We have a .NET 4 web application running on our intranet. When a user starts the application, the user's Windows creds are checked to ensure the user is a member of the correct Active Directory groups. If all goes well, the user is sent to our application page and they can begin working.
The web application connects to the database through a generic service account (an account with limited abilities for doing things as a generic user). The system works fine. The user edits are logged.
The problem is the user name being logged. The user name that gets logged is the name of the service account, not the name of the user. As you can imagine, this makes audits quite useless. Yes, we can tell a change was made and when the change was made and even what the change was but we can't tell who made the change.
Some background - This project was started years ago and, at the time, built on SQL Server 2005. At that time, the lead developer concluded it wasn't possible to passthrough the Windows username to the database and get it to log the user name properly.
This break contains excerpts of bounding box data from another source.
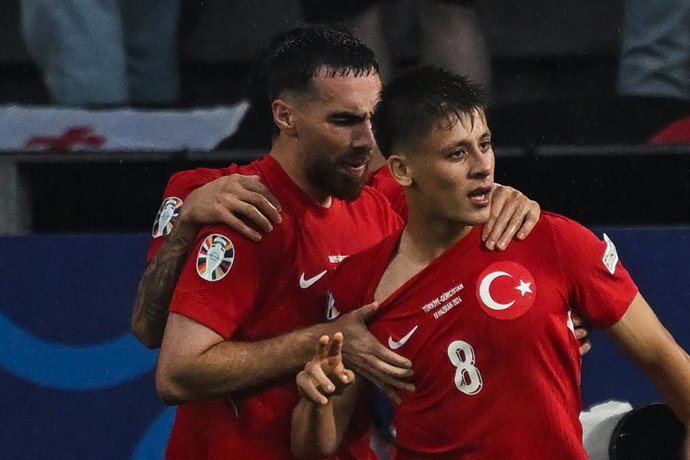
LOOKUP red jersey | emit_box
[329,213,637,460]
[162,156,401,459]
[146,163,407,262]
[369,164,407,222]
[146,164,239,262]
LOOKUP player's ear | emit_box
[388,153,412,187]
[271,99,295,136]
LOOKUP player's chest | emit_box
[372,260,569,367]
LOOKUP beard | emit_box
[305,154,371,201]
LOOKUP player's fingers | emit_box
[518,199,541,240]
[365,357,415,391]
[570,310,586,327]
[482,185,506,246]
[580,340,592,356]
[312,335,330,365]
[296,371,328,405]
[379,385,402,405]
[228,195,273,233]
[234,176,282,215]
[237,190,282,224]
[328,332,343,358]
[337,369,355,385]
[356,301,379,322]
[373,342,412,372]
[496,203,527,251]
[219,208,261,241]
[304,362,335,393]
[575,327,589,340]
[486,196,517,250]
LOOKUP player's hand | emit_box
[332,302,415,404]
[570,310,592,356]
[482,184,541,251]
[297,332,355,405]
[180,174,282,241]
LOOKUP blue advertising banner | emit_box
[0,228,690,460]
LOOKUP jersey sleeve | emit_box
[369,165,408,222]
[146,163,239,262]
[551,216,638,328]
[170,225,282,340]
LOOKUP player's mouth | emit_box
[467,186,493,208]
[338,155,371,177]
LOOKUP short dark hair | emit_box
[259,25,379,101]
[372,66,486,158]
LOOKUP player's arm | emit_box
[482,184,541,251]
[156,305,413,404]
[131,174,281,348]
[606,293,690,425]
[292,332,361,459]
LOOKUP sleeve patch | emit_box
[196,233,235,281]
[601,233,618,275]
[151,196,182,238]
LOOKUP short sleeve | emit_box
[170,226,281,339]
[146,164,239,262]
[551,216,638,328]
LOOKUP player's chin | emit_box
[329,174,366,201]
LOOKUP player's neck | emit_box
[268,136,333,208]
[400,209,472,262]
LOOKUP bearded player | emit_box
[292,68,690,460]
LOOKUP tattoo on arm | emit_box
[132,231,194,348]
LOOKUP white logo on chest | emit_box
[299,270,328,289]
[388,324,419,350]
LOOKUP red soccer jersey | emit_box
[167,156,401,459]
[146,164,241,262]
[369,164,407,222]
[146,163,407,262]
[329,213,637,460]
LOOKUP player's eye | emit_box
[448,149,467,159]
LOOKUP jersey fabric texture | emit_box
[329,213,637,460]
[146,164,239,262]
[369,165,407,222]
[146,164,407,262]
[162,156,401,459]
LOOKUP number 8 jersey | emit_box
[329,213,637,460]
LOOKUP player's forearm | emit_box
[157,326,330,404]
[291,398,338,460]
[131,225,197,348]
[607,293,690,423]
[642,347,690,425]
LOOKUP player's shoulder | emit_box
[165,165,232,199]
[197,220,294,260]
[535,211,587,233]
[347,185,400,224]
[336,229,402,283]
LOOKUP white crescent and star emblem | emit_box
[477,262,536,319]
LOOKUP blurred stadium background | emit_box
[0,0,690,459]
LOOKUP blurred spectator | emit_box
[618,0,690,101]
[617,0,690,143]
[302,0,491,88]
[21,0,180,106]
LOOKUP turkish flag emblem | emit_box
[476,261,537,319]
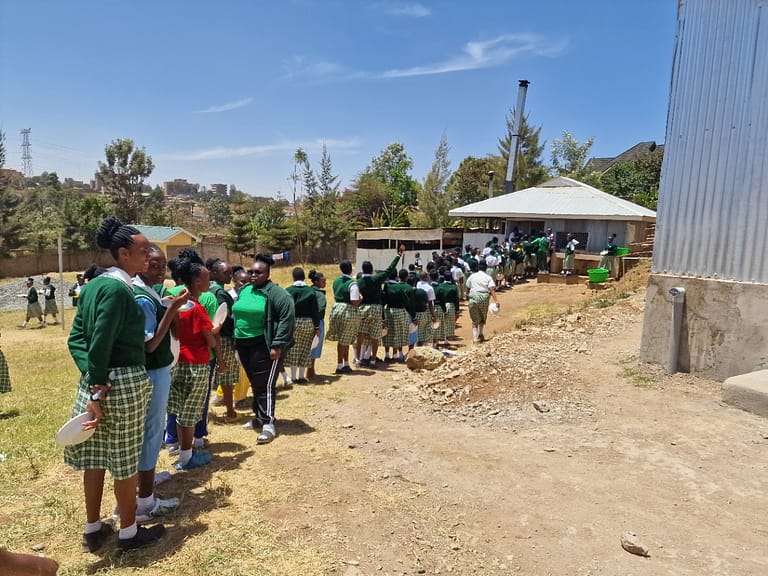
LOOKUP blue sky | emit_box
[0,0,677,199]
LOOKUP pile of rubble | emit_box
[379,295,643,428]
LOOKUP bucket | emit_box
[587,268,608,282]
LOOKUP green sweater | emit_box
[232,280,296,350]
[285,285,323,330]
[383,282,415,316]
[67,276,145,384]
[357,254,400,304]
[333,274,355,304]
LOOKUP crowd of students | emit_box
[0,217,520,552]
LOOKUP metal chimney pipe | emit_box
[504,80,530,194]
[488,170,493,199]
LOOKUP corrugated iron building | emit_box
[640,0,768,379]
[653,0,768,282]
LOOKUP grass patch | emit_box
[621,368,656,388]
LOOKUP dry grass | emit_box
[0,266,350,576]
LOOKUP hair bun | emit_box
[96,216,123,248]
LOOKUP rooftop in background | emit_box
[132,224,200,244]
[449,176,656,222]
[587,140,664,174]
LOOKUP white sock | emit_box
[118,522,139,540]
[136,494,155,510]
[179,448,192,466]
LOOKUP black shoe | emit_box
[117,524,165,550]
[83,522,114,553]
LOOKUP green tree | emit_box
[496,108,548,190]
[355,142,419,226]
[448,156,506,208]
[224,203,256,262]
[552,130,595,181]
[411,134,452,228]
[304,144,350,248]
[600,148,664,210]
[252,200,295,252]
[96,138,155,224]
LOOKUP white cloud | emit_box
[370,34,567,78]
[383,3,432,18]
[165,136,362,162]
[283,56,344,80]
[194,98,253,114]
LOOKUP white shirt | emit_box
[466,272,496,294]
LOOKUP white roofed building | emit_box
[449,176,656,253]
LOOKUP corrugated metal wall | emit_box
[653,0,768,282]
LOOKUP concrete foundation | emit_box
[723,370,768,417]
[640,274,768,381]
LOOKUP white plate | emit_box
[171,334,181,367]
[213,302,227,328]
[54,412,96,448]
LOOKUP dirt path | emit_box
[256,276,768,575]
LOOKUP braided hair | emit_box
[96,216,141,259]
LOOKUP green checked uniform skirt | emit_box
[359,304,384,341]
[469,292,491,325]
[216,336,240,386]
[285,316,315,368]
[326,302,360,346]
[64,366,152,480]
[432,304,445,342]
[0,350,11,394]
[43,298,59,315]
[416,310,432,343]
[443,302,456,338]
[384,308,411,348]
[168,363,211,426]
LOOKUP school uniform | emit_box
[285,281,321,368]
[133,276,173,471]
[326,274,361,346]
[64,267,152,480]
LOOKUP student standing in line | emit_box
[68,274,85,308]
[206,258,238,422]
[133,244,188,522]
[64,216,165,552]
[168,257,227,470]
[19,278,45,328]
[327,259,362,374]
[232,254,296,444]
[307,270,328,379]
[43,276,59,326]
[285,267,321,384]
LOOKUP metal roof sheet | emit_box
[448,176,656,222]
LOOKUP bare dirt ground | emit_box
[3,273,768,576]
[254,272,768,576]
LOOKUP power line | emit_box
[19,128,32,178]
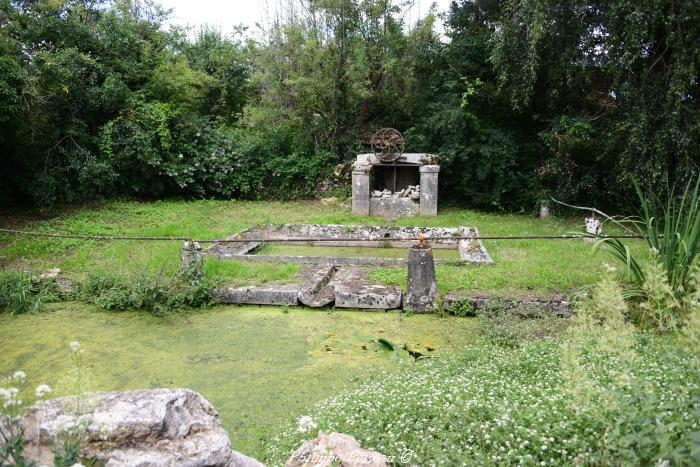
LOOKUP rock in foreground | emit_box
[23,389,262,467]
[285,433,389,467]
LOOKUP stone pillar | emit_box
[583,217,603,243]
[420,165,440,216]
[352,164,371,216]
[181,241,204,274]
[403,245,439,313]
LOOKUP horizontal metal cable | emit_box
[0,229,642,243]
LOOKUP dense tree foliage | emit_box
[0,0,700,210]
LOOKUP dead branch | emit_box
[550,196,638,236]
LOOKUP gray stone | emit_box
[355,152,438,167]
[583,217,603,243]
[182,241,204,274]
[206,227,493,267]
[299,266,336,308]
[369,195,420,219]
[22,389,262,467]
[403,245,439,313]
[352,164,370,216]
[39,268,61,281]
[335,285,402,310]
[443,294,571,318]
[457,227,493,264]
[215,284,301,306]
[420,165,440,216]
[285,433,389,467]
[329,267,402,310]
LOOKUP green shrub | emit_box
[597,178,700,314]
[82,274,215,316]
[477,297,569,348]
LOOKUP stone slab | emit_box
[216,284,302,306]
[355,152,438,167]
[335,285,402,310]
[329,267,403,310]
[443,293,571,318]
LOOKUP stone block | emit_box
[216,284,301,306]
[369,198,420,219]
[352,166,369,216]
[335,285,402,310]
[420,165,440,216]
[403,245,439,313]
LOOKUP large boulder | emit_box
[285,433,389,467]
[23,389,262,467]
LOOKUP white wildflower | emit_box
[36,384,51,397]
[297,415,318,433]
[2,399,22,409]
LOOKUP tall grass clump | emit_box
[597,177,700,331]
[81,273,215,316]
[0,272,54,314]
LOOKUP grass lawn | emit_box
[0,200,641,294]
[0,303,478,458]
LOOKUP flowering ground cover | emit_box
[0,303,478,458]
[268,335,700,466]
[0,200,641,294]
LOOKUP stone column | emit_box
[352,163,371,216]
[181,241,204,274]
[420,165,440,216]
[403,245,439,313]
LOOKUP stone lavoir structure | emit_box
[352,153,440,218]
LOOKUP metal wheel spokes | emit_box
[371,128,403,162]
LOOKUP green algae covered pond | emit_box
[0,303,477,458]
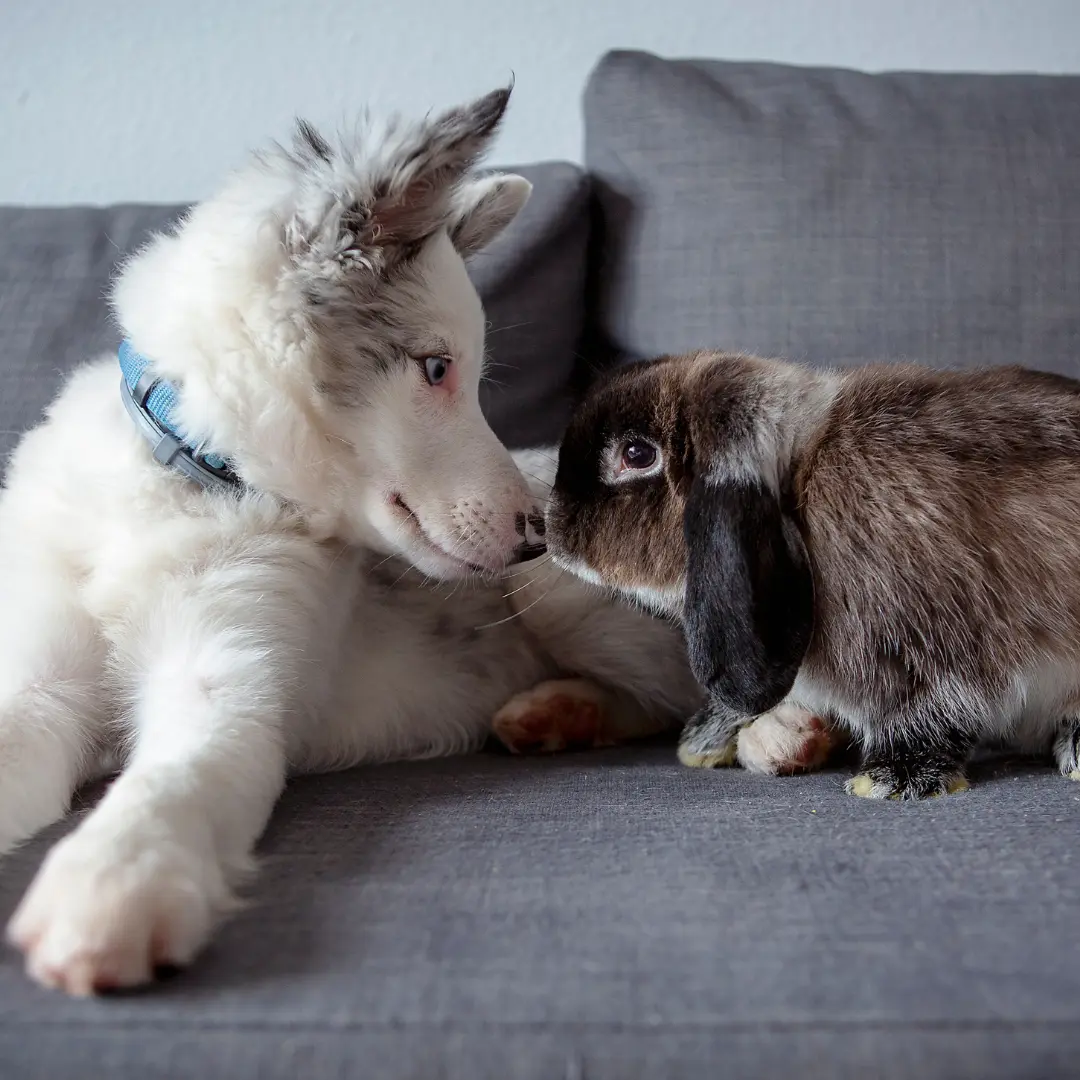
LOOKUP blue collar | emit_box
[118,338,243,490]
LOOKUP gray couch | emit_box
[0,54,1080,1080]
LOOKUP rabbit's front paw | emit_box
[845,765,970,800]
[738,703,836,777]
[678,703,740,769]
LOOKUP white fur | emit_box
[0,109,698,994]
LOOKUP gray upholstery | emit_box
[0,162,589,466]
[585,53,1080,375]
[0,55,1080,1080]
[0,746,1080,1080]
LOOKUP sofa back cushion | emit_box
[585,52,1080,376]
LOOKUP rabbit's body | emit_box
[791,367,1080,794]
[549,353,1080,797]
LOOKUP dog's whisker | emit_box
[475,589,551,631]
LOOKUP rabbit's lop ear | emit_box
[684,475,813,716]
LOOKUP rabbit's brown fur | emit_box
[548,352,1080,797]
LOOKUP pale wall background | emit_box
[6,0,1080,203]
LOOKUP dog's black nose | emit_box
[517,543,548,563]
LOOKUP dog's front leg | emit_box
[9,552,336,995]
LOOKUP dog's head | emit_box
[113,90,542,578]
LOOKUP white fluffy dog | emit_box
[0,84,820,994]
[0,91,696,994]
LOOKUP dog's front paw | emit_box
[491,678,615,754]
[8,833,230,996]
[738,703,836,777]
[843,765,969,800]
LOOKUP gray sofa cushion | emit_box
[585,53,1080,375]
[0,746,1080,1080]
[0,156,589,468]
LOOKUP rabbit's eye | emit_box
[621,438,657,469]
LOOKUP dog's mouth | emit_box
[389,491,494,578]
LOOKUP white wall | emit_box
[0,0,1080,203]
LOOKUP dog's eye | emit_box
[423,356,450,387]
[621,438,657,469]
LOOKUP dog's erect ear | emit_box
[364,86,513,246]
[684,476,813,716]
[447,174,532,258]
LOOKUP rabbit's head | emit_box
[548,352,831,715]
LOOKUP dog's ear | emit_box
[363,86,513,247]
[684,475,813,716]
[447,174,532,258]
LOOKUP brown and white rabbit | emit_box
[548,352,1080,798]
The decision was made to "live with it" and re-evaluate when we moved to SQL Server 2008.
So, we're now on SQL Server 2008 and I'm re-evaluating. The lead dev is no longer here.
How do I continue using my service account but log the Windows account name? We don't want to create SQL accounts for each user.
UPDATE 1 - I left out a critical detail. All the change logs we generate are trigger based. The audit records are generated by the database via triggers whenever a change occurs, not through SQL code in the web app.